Tiba-tiba, Chelsea merasa ada yang menepuk pundaknya dari belakang.

"Hai! Nungguin aku, ya?"

Chelsea pun langsung menoleh ke belakang dan terkejut ketika telah melihat Galang berada di belakangnya.

"Galang, kamu tumben banget ngajak aku keluar?" tanya Chelsea pura-pura tidak tahu.

"Udahlah, nggak usah lama-lama, langsung aja. Aku manggil kamu ke sini untuk mengobati rasa kangenku yang terakhir kali," ucap Galang langsung to the point.
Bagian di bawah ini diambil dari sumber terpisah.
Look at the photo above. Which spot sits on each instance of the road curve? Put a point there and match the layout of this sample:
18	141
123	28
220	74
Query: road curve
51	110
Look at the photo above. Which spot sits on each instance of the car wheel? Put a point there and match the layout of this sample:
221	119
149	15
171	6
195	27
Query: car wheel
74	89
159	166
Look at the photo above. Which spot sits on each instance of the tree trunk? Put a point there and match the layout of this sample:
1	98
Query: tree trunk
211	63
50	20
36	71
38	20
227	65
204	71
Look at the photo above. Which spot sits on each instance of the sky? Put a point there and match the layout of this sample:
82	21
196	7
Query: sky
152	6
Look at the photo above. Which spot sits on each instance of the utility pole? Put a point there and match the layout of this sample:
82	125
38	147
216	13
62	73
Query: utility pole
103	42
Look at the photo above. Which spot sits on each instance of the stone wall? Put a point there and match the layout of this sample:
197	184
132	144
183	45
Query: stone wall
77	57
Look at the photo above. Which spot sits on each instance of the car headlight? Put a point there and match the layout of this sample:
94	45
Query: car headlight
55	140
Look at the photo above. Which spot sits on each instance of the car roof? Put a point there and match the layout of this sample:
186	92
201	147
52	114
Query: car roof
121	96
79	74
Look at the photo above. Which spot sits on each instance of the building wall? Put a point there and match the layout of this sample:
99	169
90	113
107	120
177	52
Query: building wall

"Maksud kamu apa?" tanya Chelsea pura-pura tak mengerti. Namun sebenarnya, ia pun sudah sangat mengerti. Tubuhnya bergetar hebat.

"Sebelumnya, terima kasih atas semua yang sudah kamu lakukan ke aku. Maaf kalau aku punya salah sama kamu. Dan ... ini pertemuan terakhir kita," lanjut Galang.

"Apa Galang bener-bener bakal ngelakuin ini?"

"Maksud kamu apa, Galang?" tanya Chelsea dengan tubuh yang bergetar hebat.

"Goodbye, Chelsea ... i'm sorry."

Galang langsung memeluk tubuh Chelsea, dan menyayat di bagian lehernya sampai darahnya mengalir bercucuran membasahi seluruh tubuh Chelsea.

"Ahh ...!" teriak Chelsea.

"Maafin aku, Chelsea," ucap Galang sambil menahan pedih di hatinya karena terpaksa harus membunuh orang terdekatnya.

Chelsea pun langsung jatuh pingsan karena lemas. Tak lama kemudian, ia pun sudah tak terlihat ada tanda bergerak. Mungkin ... Chelsea telah tiada.

Saat Galang meninggalkan Chelsea, ia melihat tangan Chelsea tengah memegang sebuah kertas. Ia pun membukanya, dan kertas tersebut berisi sebuah tulisan.

Aku adalah awan, dan kamu adalah hujan. Hujan ada karena awan, tapi awan menjadi tiada karena hujan. Kamu ada karena aku, tapi aku menjadi tiada karena kamu.

Seketika Galang meneteskan air mata, lalu berucap, "Tidak! Tidak untuk sekarang. Bukan kamulah awannya, tapi kamulah hujannya. Hujan telah jatuh, dan kamu telah pergi. Dari ada, menjadi tiada."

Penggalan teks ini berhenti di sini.